The problem does not lie with the CFA and other forest fighters -- they are, as usual, doing a magnificent, indeed heroic, job on a shoe-string budget.
When the term sustainable development was first coined in the 1980s, it was meant to signify the marrying of market-driven economic growth and nurturing of the environment. Over time and in application, the concept has been perverted. Under the banner of sustainable development, resource industries have been garrotted, the environment has been nationalised, bureaucracy and politics have replaced markets, sources of funding have been lost and hands-off and preservation policy has replaced nurturing.
The polices have arguably been most perverse in the management of State forests, but they affect all rural and resource industries.
Since the 1980s, logging has been steadily squeezed off State land. State forests have been converted to National Parks -- which have quadrupled in size -- and logging has been banned in an ever-increasing proportion of State forests. As a result, logging is currently allowed on only 7 per cent of State-owned forested land and is set to decline further with the recently announced logging bans in the Otways.
The closure of logging has not only removed scarce jobs and investment from hundreds of rural communities, it has undermined these communities' capacity to manage and protect the environment. The fact is that loggers have been the backbone of the fire-prevention and fire-fighting system. They have provided most of the skilled personnel, the equipment and the access roads. For example, logging contractors have typically provided 80 per cent of bulldozers essential to fighting fires. With the demise of logging, these skills and equipment are waning.

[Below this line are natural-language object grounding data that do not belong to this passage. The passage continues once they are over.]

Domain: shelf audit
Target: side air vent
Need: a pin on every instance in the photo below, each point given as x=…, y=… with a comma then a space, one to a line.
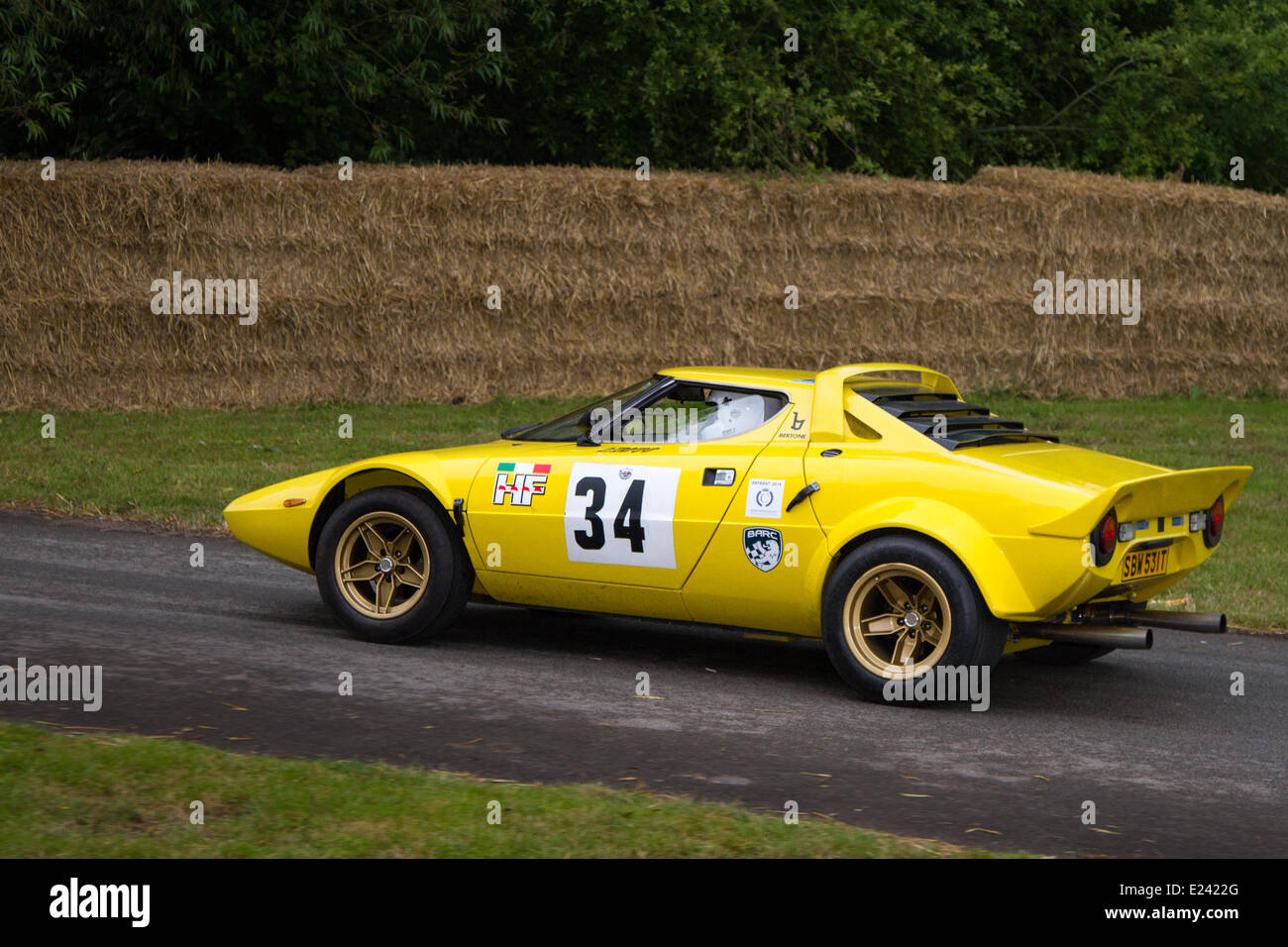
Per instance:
x=964, y=424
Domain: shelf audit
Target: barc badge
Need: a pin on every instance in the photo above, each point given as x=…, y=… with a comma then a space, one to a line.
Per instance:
x=764, y=547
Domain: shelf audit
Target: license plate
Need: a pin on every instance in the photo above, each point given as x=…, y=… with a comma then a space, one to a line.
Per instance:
x=1144, y=564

The cessation of logging, along with the shift of forest to National Parks, has led to a sharp decline in the fire prevention. Since the 1950s and, following the catastrophic fires of the 1930s and 1940s, controlled burning has been widely used in State forests. These actions led not only to a substantial reduction in serious fires, but were proven to be advantageous to the forest environment. While controlled burning does take place in National Parks, it does so at a very much reduced rate. Further, over at least the last eight years, National Parks have consistently achieved less than half their planned level of controlled burning. The result has been a dangerous expansion in combustible material in the forest.

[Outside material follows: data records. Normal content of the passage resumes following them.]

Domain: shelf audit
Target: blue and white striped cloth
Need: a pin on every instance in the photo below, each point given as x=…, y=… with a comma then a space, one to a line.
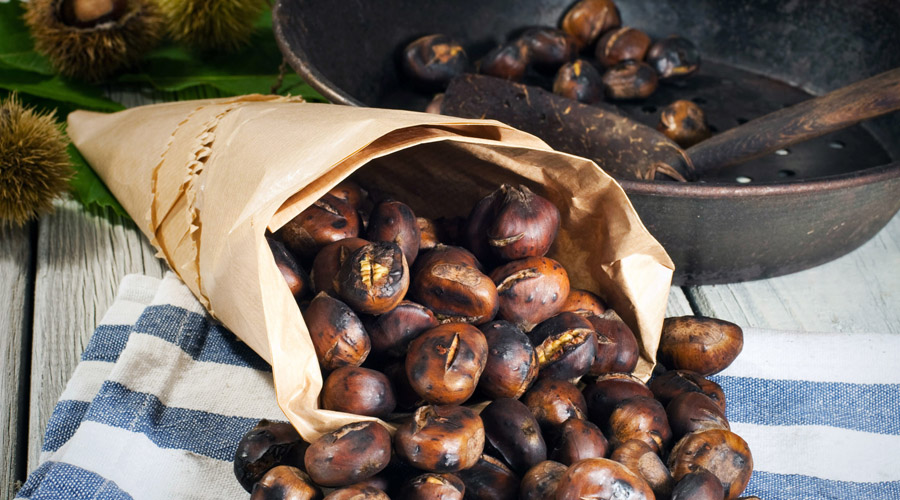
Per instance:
x=162, y=395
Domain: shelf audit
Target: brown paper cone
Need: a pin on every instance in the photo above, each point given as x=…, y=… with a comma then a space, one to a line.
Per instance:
x=205, y=179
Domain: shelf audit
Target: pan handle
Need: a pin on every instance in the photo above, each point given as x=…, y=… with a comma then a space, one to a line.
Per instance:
x=835, y=110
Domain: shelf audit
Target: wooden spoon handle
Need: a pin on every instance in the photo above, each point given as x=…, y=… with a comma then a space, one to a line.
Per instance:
x=818, y=116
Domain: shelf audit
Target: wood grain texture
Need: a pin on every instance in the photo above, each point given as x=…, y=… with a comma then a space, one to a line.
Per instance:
x=859, y=292
x=15, y=274
x=81, y=258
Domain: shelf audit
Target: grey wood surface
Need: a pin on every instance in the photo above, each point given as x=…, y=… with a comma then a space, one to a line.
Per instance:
x=15, y=269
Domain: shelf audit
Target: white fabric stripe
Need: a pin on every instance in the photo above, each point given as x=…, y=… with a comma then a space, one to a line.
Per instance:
x=146, y=472
x=86, y=380
x=818, y=357
x=152, y=365
x=823, y=452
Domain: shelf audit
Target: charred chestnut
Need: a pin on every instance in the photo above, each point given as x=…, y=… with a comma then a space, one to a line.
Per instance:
x=511, y=364
x=444, y=363
x=566, y=346
x=588, y=19
x=329, y=219
x=530, y=290
x=719, y=451
x=349, y=454
x=357, y=390
x=394, y=221
x=579, y=439
x=285, y=483
x=432, y=61
x=448, y=280
x=374, y=278
x=267, y=445
x=579, y=80
x=540, y=481
x=674, y=57
x=630, y=80
x=683, y=122
x=602, y=478
x=700, y=344
x=441, y=438
x=337, y=333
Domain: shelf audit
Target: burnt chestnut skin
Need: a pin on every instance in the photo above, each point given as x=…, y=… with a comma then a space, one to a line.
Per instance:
x=349, y=454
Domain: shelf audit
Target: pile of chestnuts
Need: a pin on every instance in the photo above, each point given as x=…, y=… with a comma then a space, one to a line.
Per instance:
x=589, y=58
x=424, y=322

The failure of the National Parks to adequately control the fire risk arises from a number of factors. First, while Governments have been willing to ban logging and open new parks, they have failed to fund the consequences of their decision. Second, the parks have been captured by political activists who demand a hands-off approach to mother earth. Third, the parks are caught up in bureaucracy, slow to make decisions and fearful of taking politically risky actions.
Having cost lives and hundreds of millions of dollars damage, it is time to revisit land management. A royal commission into the current fires would be a good start.